Qual é a sua formação académica?
Sou licenciada em Comunicação Social e doutorada em Ciências da Comunicação creio que é o mais importante.
Profissionalmente, como foi o seu percurso?
Bom, fui jornalista entre 1995 e 2002, de seguida, fiz assessoria de imprensa durante 4 anos e em 2006 concorri a uma bolsa para a Fundação Ciência e Tecnologia para fazer o meu doutoramento e, portanto, na altura despedi-me e dediquei-me à investigação.
Quando é que descobriu o gosto pelo jornalismo?
É muito engraçado, eu nunca achei que o jornalismo fosse uma profissão, isto é, quando estava a crescer achava que iria ser qualquer coisa, química, bióloga outra coisa assim, eu tinha muito contacto com o jornalismo, no sentido em que na minha casa sempre houve muitos jornais, era habitual por exemplo ao sábado dividir-mos as partes do expresso entre os pais e os filhos, íamos rodando entre nós e lia-mos em conjunto, portanto para mim o jornalismo sempre foi algo que eu convivi, que achava importante, mas que nunca me tinha ocorrido que pudesse ser uma profissão.
Quando eu concorro pela primeira vez à universidade, exatamente a química na universidade de Aveiro, entro e no final do primeiro ano/inicio do segundo ano eu comecei a ficar muito desagradada, a achar que não me apetecia trabalhar em laboratório o dia inteiro, havia outras coisas que me interessavam, mas depois fiquei um bocadinho perdida sem saber o que fazer porque tinha feito o caminho tão direcionado e portanto fazia todo o sentido o meu percurso até então, que não sabia muito bem o que queria em alternativa, o que é que gostaria mesmo e então fiz várias sessões de orientação de carreira
e uma das indicações ou orientações, das áreas para as quais eu tinha muito gosto e apetência que foi identificado, uma delas foi o jornalismo entre outras. Eu fiquei tão (boquiaberta) surpreendida, mas ao mesmo tempo parecia-me algo tão interessante também que o que eu fiz foi, ainda antes de tirar o curso de Comunicação Social porque, estava cheia de medo se me ia meter noutro curso que depois também não gostava e como eu não queria isso, fui pedindo estágios aqui e ali aos órgãos mais próximos, porque queria experimentar antes de me inscrever para ver se era mesmo aquilo que eu gostava.
E aceitaram o estágio sem formação na área?
Aceitavam, na altura sim aceitavam, até suponho que ainda hoje aceitem, mas na altura então, isto foi em 1995, havia muita gente a entrar na profissão sem ter propriamente formação no jornalismo, é uma profissão aberta, ainda hoje não é exigido a um jornalista que tenha uma licenciatura em jornalismo ou em comunicação, mas a não ser que tenha havido alguma alteração, eu creio que de acordo com o que estava em vigor em 1999, os jornalistas continuavam a aceder à profissão com o 12º salvo erro, portanto tinham é de fazer o período de estágio prolongado digamos assim, acompanhado pela instituição onde estavam a estagiar/trabalhar como título de estagiário e só depois é que era concedido o titulo de profissional de jornalista.
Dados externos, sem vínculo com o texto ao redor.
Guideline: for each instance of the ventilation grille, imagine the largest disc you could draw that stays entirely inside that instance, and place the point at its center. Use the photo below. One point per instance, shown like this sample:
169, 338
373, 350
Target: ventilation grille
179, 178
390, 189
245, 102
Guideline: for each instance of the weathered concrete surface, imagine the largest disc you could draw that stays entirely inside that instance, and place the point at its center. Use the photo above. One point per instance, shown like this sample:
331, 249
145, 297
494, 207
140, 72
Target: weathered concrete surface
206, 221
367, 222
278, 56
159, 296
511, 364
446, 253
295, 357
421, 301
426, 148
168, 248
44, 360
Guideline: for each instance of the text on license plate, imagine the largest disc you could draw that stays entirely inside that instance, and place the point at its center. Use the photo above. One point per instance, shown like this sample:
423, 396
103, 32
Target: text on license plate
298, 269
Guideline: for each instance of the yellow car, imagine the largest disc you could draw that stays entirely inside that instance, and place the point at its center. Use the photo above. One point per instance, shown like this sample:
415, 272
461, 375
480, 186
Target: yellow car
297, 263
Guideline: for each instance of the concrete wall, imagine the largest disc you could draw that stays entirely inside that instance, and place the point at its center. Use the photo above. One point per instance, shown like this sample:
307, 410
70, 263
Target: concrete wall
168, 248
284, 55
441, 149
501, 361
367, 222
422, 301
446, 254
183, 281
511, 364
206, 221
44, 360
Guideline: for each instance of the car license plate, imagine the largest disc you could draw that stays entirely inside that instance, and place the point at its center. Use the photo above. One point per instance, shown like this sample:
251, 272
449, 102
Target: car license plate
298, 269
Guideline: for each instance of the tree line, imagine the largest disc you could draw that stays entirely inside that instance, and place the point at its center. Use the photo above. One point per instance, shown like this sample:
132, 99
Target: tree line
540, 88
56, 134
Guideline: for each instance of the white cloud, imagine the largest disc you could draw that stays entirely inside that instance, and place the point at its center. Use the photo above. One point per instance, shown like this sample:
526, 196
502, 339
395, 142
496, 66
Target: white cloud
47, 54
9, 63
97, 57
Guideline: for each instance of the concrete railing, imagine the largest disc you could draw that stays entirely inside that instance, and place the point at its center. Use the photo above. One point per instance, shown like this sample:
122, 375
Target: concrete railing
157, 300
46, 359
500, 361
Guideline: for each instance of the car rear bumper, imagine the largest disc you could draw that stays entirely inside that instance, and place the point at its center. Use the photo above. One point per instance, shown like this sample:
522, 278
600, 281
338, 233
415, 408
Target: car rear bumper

Os alunos que vinham de jornalismo e de comunicação o tempo de estágio era mais reduzido exatamente porque já tinham formação na área, mas esta lei é de 1999 salvo erro e eu não quero estar a dizer asneiras, porque como digo, tenho estado um bocadinho afastada da legislação em relação a essa matéria, mas quando eu entrei em 1995 a situação era caótica, porque nessa altura nem sequer havia ninguém a passar a carteira de jornalista, isto é, eu entrei numa altura em que houve um período de transição, estava tudo parado a reformular o sistema e só passado uns tempo é que eu então pude pedir o meu titulo de estagiária.
O que aconteceu foi, eu falei em um ou dois órgãos e depois aconteceu uma coisa muito curiosa que foi, houve uma vaga no público em Aveiro porque houve um jornalista que saiu e o coordenador da delegação, já tinha feito a entrega do meu currículo porque o público fazia muitos estágios, às vezes no verão no Porto, mais nesse sentido. Como estava em Aveiro, no verão vou la ver como é que a coisa corre enfim, era um bocado essa a minha perspetiva, só que entretanto surgiu essa vaga e a pessoa de Aveiro é que tinha o meu currículo, telefonou-me e depois disse-me assim “ah eu podia buscar uma pessoa com experiência, mas as pessoas que têm experiencia também já têm vícios. No teu caso tu pediste, não sabes nada olha vamos ver o que é que dá”, pronto, foi a porta de entrada.
Em que sítios trabalhou e quais eram os seus cargos?
Eu fiz o jornalismo todo em Aveiro digamos assim do ponto de vista de localização geográfica, independentemente de fazer serviços de dimensão nacional ou local enfim. O que acontece muito nas delegações, é que os jornalistas são por norma generalistas, isto é, como não estamos colocados numa editoria especifica, a cobertura é regional tanto fazemos ciência, como politica, como enfim outra coisa qualquer, portanto eu fiz um bocado de tudo basicamente, acho que a única coisa, a única área que eu nunca trabalhei foi desporto, por embirração minha claro, porque foi-me dado possibilidade de trabalhar nessa área.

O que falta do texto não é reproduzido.